Last year, there were seven civilian deaths, 77 civilian injuries, and 23 fire fighter injuries related to electrical home structure fires in Michigan, as reported by fire departments throughout the state. The main causes of electrical residential fires were related to heat from powered and operating equipment that lead to 2,344 reported fires. The total dollar loss resulting from those home fires caused by electrical failure or malfunction was more than $34.6 million.
Here are electrical safety tips for home:
– Never throw water on an electrical fire! Water conducts electricity. Electricity from the fire can shoot through the water and expose you to electrocution.
– Replace worn out electrical cords, switches and outlets.
– Minimize the use of extension cords. If you do use extension cords, don’t overload them or plug them into one another. Use cords according to indoor/outdoor ratings.
– Don’t overload outlets with too many appliances.
– Keep hot irons and curling irons out of reach of small children and away from water.
– Charge laptop computers, iPads, and cell phones on a hard surface such as a desk or countertop – never charge them on a bed or chair that could overheat and catch on fire.
– Don’t overload electrical circuits.
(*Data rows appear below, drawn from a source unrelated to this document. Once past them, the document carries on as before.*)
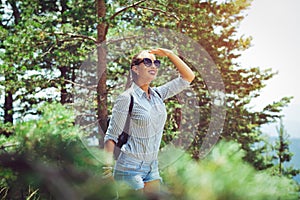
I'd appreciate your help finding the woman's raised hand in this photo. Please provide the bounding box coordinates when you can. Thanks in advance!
[150,48,195,82]
[149,48,174,57]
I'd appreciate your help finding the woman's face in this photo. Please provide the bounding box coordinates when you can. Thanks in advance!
[132,51,159,84]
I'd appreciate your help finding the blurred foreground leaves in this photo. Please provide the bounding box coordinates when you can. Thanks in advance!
[0,103,298,199]
[161,142,299,200]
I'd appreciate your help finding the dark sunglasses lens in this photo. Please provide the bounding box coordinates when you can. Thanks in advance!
[143,58,152,67]
[154,60,160,68]
[141,58,160,68]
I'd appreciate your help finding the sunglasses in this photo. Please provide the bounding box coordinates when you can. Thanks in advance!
[135,58,161,68]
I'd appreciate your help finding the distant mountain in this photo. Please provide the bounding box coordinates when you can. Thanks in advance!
[289,138,300,183]
[289,138,300,167]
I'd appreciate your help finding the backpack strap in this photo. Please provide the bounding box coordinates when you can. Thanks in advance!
[154,90,162,99]
[113,94,133,160]
[128,94,134,115]
[123,94,133,132]
[106,94,134,133]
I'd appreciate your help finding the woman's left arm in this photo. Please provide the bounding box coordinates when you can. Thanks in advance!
[149,48,195,82]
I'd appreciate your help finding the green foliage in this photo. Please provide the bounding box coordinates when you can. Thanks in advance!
[150,0,293,170]
[161,141,299,200]
[0,103,119,199]
[0,104,298,199]
[100,0,294,169]
[271,119,299,178]
[0,0,97,124]
[1,1,298,197]
[0,122,14,137]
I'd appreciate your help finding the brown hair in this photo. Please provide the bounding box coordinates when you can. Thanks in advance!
[125,51,142,90]
[130,54,140,68]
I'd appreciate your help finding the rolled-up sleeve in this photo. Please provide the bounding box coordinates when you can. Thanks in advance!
[156,76,191,100]
[104,94,131,144]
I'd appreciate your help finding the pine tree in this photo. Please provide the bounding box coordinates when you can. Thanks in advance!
[273,119,299,178]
Surge protectors protect equipment, but they do not provide protection from the potential hazards of an overloaded circuit.
– Properly childproof outlets by installing tamper-resistant receptacles that offer a permanent solution to outlet covers. All 15A-20A and 125v outlets throughout your home must be tamper resistant. Built-in shutters prevent foreign objects from being inserted into the outlet.
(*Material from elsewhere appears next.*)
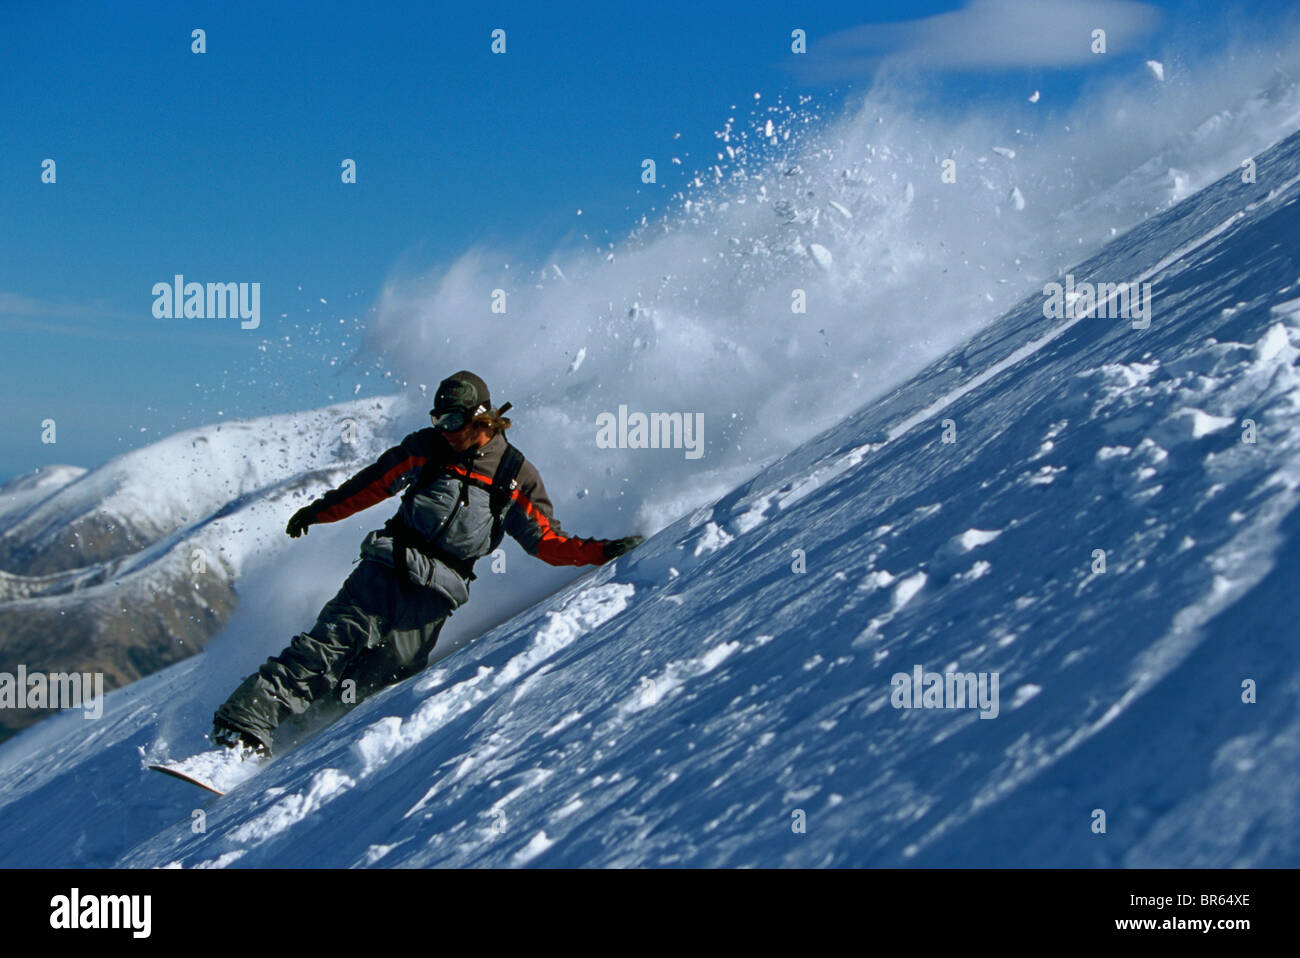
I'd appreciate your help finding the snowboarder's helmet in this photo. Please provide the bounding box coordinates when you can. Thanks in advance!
[430,371,491,431]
– Properly protect your home against ground faults with the correct installation of Ground Fault Circuit Interrupters (GFCIs) — your best protection against electrocution. GFCI protection is required for kitchen countertops, bathrooms and laundry area, garage, crawl space, dishwasher, and all outdoor outlets including those located on balconies, decks, and porches, and outlets within 6 ft. of a sink, bathtub or shower.
– Keep valuable electronics safe with surge protection. A power surge is a sudden and unwanted increase in voltage that can damage, degrade, or destroy electronic equipment. Surges can occur when large appliances, such as air conditioners, turn on and off. No surge protection can handle a direct lightning strike. Disconnect sensitive electronics if a thunderstorm with expected lightning is on the way.
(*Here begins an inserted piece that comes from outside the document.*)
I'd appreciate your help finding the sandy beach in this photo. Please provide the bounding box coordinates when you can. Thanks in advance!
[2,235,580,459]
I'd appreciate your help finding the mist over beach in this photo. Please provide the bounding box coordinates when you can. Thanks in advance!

– Consider having whole home surge protection that protects your entire electrical system including large appliances, outlets, and light switches. This option protects against larger surges and provides longer lasting surge protection than point -of-use devices. A qualified licensed electrician must install it under a permit.
– When purchasing or using electrical products, look for the independent testing laboratory mark such as Underwriter’s Laboratories (UL), to confirm compliance with industry safety requirements.
Call a licensed electrician right away if you have any of these warning signs:
– A circuit breaker that trips immediately after it is reset shows there is an electrical problem.
– Dim or flickering lights, bulbs that wear out too quickly.
– Unusually warm or overheated plugs, cords or switches.
Call the fire department immediately anytime you hear a buzzing or hissing sound, or smell something hot or burning, and get out.